The requirements for running InterMine depends on the size of data warehouse you need to create. It is possible to build small InterMine databases on most Linux or Mac OS X systems but for more substantial databases, a powerful dedicated server is required. The recommended minimum hardware requirements for running substantial servers such as FlyMine or InterMines for major model organism databases are given below.
#Setting up database servers
The hardware used for a data loading has a significant impact on data loading performance. The main recommendations we have are:
- Install plenty of RAM, 16GB or more, but watch out for multiple RAM modules slowing down your RAM access speed.
- Have at least two real CPUs - hyperthreading doesn't count. Preferably have at least four CPUs.
- It is more important to have fast individual CPUs than a lot of CPUs for a build server. InterMine does use multiple threads during data loading, but not asymmetrically - there is one thread which takes a lot of the CPU time. On the other hand, for a production server, having a few more CPUs is more important.
- Have a decent IO subsystem. We currently use a fibrechannel attached RAID array of 16 15krpm discs for our build servers.
#Recommended minimum hardware requirements for a large InterMine instance
|8 cores||32 GB RAM||~2TB usable storage with RAID 10 (4TB raw in RAID 10)|
- SAS disks are faster than SATA
- Hardware RAID controller with a battery backed cache (gives faster write speeds)
- It doesn’t matter whether storage is in the same box or a separate disk array.

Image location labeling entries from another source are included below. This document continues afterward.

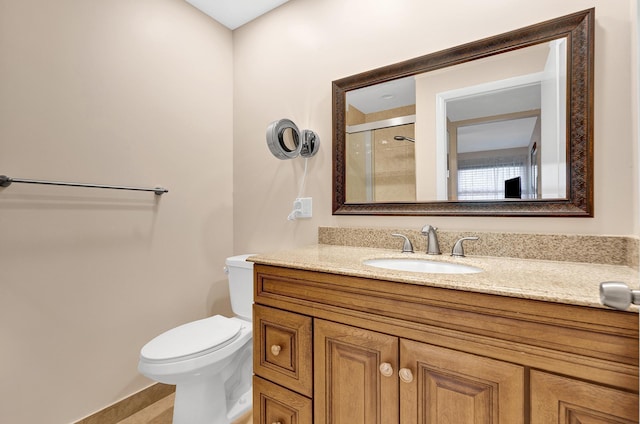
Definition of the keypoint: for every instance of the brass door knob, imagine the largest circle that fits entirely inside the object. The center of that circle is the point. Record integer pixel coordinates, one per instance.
(405, 375)
(275, 350)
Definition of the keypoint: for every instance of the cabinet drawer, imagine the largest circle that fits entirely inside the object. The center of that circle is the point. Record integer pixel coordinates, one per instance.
(282, 348)
(275, 404)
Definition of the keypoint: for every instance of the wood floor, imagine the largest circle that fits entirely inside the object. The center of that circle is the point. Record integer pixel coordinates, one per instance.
(161, 412)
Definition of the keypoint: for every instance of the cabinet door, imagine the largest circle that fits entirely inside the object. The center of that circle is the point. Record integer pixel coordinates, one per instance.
(355, 375)
(273, 404)
(440, 386)
(562, 400)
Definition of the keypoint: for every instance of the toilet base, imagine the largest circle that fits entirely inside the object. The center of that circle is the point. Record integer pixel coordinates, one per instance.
(241, 407)
(201, 402)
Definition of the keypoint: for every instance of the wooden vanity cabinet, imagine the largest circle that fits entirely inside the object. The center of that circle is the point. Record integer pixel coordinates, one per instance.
(360, 351)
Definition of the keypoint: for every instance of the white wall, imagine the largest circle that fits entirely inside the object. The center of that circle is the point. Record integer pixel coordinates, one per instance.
(115, 92)
(284, 65)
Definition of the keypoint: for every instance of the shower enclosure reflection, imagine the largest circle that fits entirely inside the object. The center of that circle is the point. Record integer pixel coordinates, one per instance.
(466, 132)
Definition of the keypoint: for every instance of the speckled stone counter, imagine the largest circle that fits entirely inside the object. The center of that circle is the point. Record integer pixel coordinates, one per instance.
(575, 283)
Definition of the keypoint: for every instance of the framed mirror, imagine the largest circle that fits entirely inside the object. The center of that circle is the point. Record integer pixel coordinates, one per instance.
(498, 127)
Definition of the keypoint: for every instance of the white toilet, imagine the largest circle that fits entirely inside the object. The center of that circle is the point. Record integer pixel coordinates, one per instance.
(209, 360)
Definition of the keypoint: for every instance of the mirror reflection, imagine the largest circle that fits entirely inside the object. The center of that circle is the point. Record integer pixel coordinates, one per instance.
(489, 129)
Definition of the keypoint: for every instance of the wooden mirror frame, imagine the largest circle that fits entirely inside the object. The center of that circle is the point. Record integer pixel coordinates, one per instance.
(578, 28)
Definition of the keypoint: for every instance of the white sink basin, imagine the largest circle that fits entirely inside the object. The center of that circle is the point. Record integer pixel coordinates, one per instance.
(422, 265)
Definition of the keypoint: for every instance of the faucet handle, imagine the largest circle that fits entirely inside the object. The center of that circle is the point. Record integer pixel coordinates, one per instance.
(407, 247)
(458, 250)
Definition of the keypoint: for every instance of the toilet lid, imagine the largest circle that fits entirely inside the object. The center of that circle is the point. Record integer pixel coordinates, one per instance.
(192, 339)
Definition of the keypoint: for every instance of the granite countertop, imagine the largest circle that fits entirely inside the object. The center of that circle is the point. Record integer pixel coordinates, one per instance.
(554, 281)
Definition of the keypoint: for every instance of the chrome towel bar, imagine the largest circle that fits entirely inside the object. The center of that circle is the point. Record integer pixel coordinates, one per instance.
(7, 181)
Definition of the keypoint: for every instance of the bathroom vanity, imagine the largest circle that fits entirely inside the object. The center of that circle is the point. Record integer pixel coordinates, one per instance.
(336, 341)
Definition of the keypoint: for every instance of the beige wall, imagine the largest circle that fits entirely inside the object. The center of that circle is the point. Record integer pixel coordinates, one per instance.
(116, 92)
(284, 65)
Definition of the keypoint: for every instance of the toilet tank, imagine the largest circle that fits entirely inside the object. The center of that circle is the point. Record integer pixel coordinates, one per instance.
(240, 275)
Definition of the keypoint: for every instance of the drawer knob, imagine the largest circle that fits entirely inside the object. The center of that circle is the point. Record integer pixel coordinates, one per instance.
(386, 369)
(275, 349)
(405, 375)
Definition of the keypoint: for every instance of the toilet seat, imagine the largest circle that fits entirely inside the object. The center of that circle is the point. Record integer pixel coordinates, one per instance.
(192, 340)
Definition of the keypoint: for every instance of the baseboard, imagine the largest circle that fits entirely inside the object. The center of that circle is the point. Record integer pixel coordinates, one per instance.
(129, 406)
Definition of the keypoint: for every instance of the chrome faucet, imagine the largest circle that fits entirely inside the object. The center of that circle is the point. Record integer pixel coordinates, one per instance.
(458, 250)
(407, 247)
(433, 248)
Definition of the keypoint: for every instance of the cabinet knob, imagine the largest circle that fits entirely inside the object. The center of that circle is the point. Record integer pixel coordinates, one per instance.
(275, 349)
(386, 369)
(405, 375)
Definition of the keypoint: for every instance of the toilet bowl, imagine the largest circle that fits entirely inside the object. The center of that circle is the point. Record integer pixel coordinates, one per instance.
(209, 360)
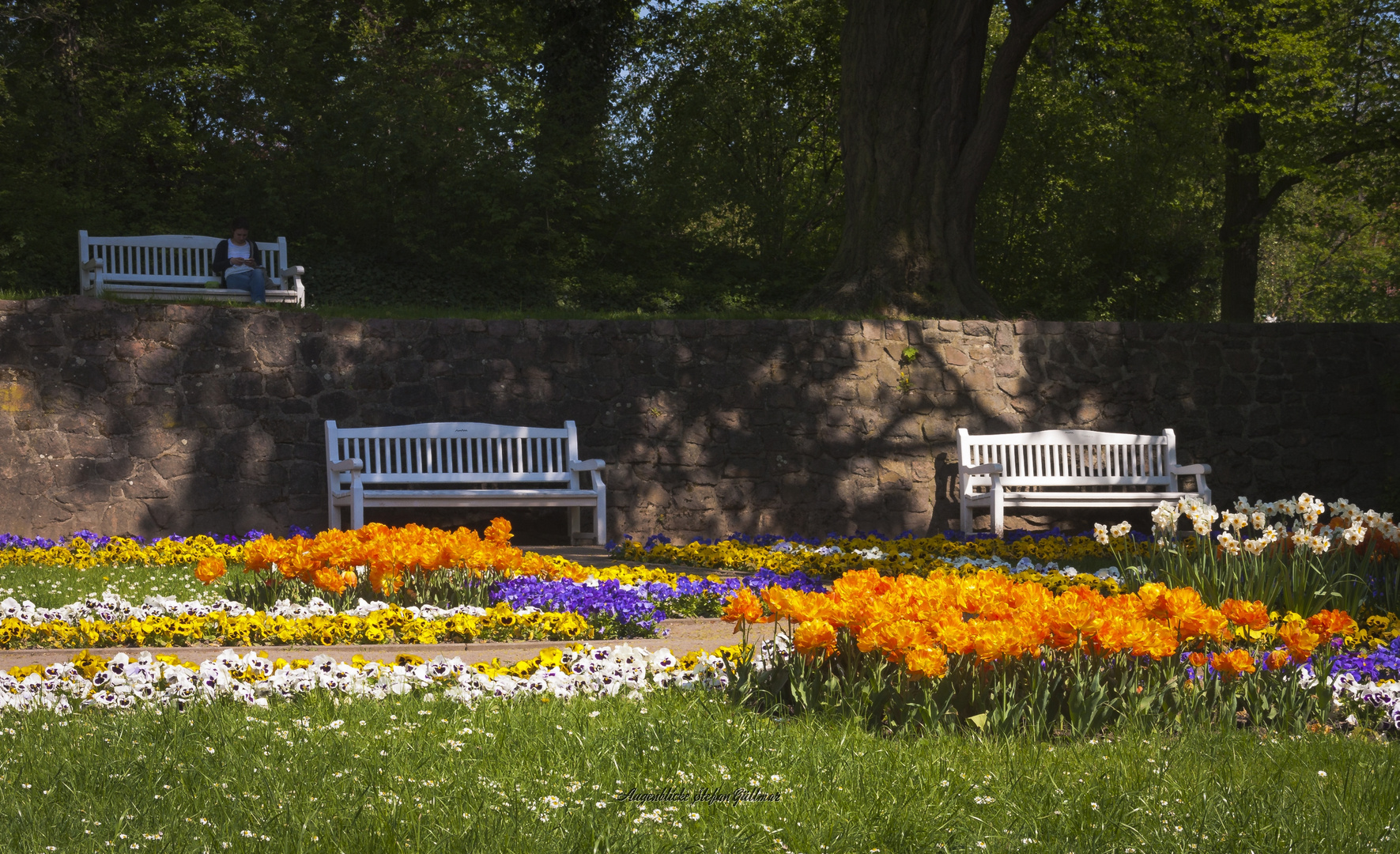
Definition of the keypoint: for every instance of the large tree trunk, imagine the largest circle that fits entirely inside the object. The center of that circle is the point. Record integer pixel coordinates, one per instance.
(919, 134)
(583, 43)
(1245, 210)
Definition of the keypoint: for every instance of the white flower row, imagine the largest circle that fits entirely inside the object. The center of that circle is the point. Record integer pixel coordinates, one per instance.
(112, 608)
(1304, 512)
(143, 682)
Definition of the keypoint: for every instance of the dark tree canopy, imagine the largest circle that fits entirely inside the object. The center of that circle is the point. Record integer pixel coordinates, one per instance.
(1111, 158)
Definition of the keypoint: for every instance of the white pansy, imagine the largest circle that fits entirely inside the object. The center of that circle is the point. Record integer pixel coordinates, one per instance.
(143, 682)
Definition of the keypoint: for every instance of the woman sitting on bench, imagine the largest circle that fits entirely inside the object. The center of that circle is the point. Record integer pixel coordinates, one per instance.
(236, 261)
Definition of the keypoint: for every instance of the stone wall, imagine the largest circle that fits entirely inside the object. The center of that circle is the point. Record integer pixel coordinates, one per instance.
(181, 419)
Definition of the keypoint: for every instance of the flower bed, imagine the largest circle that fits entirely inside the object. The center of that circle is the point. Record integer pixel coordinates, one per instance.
(991, 652)
(145, 681)
(425, 585)
(194, 623)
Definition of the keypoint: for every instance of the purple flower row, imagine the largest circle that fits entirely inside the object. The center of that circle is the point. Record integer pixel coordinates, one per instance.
(1379, 664)
(97, 541)
(642, 603)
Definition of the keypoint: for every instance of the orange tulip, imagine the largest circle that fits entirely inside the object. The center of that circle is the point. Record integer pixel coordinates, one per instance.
(210, 569)
(1300, 640)
(1252, 615)
(927, 661)
(744, 610)
(1332, 622)
(1234, 663)
(813, 636)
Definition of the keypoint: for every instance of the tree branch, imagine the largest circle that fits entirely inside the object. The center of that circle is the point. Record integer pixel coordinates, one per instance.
(980, 149)
(1266, 203)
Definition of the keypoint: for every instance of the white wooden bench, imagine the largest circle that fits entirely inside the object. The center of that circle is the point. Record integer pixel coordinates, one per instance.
(1102, 470)
(462, 465)
(175, 266)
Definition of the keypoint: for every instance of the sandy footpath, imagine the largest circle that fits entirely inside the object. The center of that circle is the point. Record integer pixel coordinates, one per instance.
(685, 636)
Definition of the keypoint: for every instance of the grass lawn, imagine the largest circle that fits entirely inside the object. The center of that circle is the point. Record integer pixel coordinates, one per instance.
(55, 587)
(415, 774)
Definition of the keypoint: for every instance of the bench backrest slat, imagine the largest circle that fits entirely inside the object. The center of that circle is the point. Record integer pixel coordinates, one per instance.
(1071, 458)
(168, 258)
(455, 452)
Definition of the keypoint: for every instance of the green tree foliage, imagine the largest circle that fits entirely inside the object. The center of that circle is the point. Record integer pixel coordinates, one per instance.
(684, 154)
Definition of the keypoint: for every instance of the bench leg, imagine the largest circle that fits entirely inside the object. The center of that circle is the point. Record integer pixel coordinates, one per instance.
(601, 512)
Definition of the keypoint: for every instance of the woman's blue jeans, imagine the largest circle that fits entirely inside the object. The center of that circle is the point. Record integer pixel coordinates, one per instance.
(251, 280)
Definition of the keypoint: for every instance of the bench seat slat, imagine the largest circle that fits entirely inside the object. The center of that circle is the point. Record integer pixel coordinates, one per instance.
(175, 266)
(433, 465)
(1036, 470)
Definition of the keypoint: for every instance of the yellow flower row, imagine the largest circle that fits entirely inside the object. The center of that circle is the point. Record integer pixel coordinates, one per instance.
(119, 550)
(89, 663)
(390, 625)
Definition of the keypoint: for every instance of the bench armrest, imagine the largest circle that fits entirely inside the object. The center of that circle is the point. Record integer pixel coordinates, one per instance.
(1192, 470)
(991, 468)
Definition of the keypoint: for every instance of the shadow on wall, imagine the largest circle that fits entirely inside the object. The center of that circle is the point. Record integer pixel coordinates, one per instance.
(189, 419)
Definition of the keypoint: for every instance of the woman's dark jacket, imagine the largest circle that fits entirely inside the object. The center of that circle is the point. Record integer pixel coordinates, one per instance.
(221, 265)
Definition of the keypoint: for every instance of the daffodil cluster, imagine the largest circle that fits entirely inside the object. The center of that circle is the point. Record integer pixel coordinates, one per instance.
(1291, 524)
(145, 681)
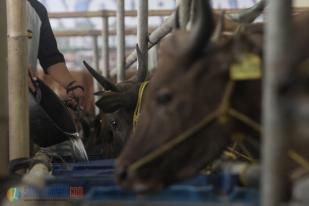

If it is separate, a fibrechannel connection is required.
Note It's essential to have separate development and production machines.
Choosing an operating system
- Any distribution of Linux/Unix should be fine as long as it is capable of running Java and Postgres, although Debian is our preference.
- Use something mainstream and reliable like Linux or Berkeley Software Distribution (BSD)
- Use the system that your friendly sysadmin is most familiar with.
- Not favourites: Tru64 & Solaris
#What we use
FlyMine has separate build and production build servers as well as separate build and production build web servers.
This runs the Java data integration code to build the warehouse, reading from source files/databases and loading into an intermediate postgres database then the final postgres database. This is write-intensive and only needs 4 cores, but the faster the disk and the more the RAM, the better.
This runs the production postgres database. More cores and more RAM means better handling of concurrent requests and more of the database in cache. InterMine often sends a lot of queries at a time for a single user i.e. when running templates for a report page.
FlyMine has a separate machine to run Tomcat to serve the webapp. This is the machine that actually runs the live InterMine code. For us, this a 4 core machine with 8GB RAM. Disk space is not important because the cores are more important than the speed, and for better caching more RAM is required.
#modENCODE - identical machines
For modENCODE, we actually have two identical servers that switch roles with each release. With higher data volumes and more frequent releases, this makes more sense as in this way, we can avoid dumping and reloading. Unlike FlyMine, modMine's database and webapp live on the same server.
#Database sizes/ disk space
Disk space on the build and production machines obviously depends on volume of data.
- Multiply the database size by at least 3 for a corresponding InterMine instance. This takes into account the various redundant ways we store data and precomputed tables, all to boost query performance.
- As a rough guide, the current FlyBase database with all 12 genomes is 33GB. An InterMine with this and a couple of extra data sources is 100GB. A full FlyMine release is typically around 500GB.
- When running an InterMine build with multiple data sources, database copies are made periodically for backups, so there needs to be extra space available, at least four times the final database size.
Note Precomputed tables are pre-joined tables that can be swapped in dynamically to reduce table joins in actual queries and improve performance. This means a lot of duplicated data is stored.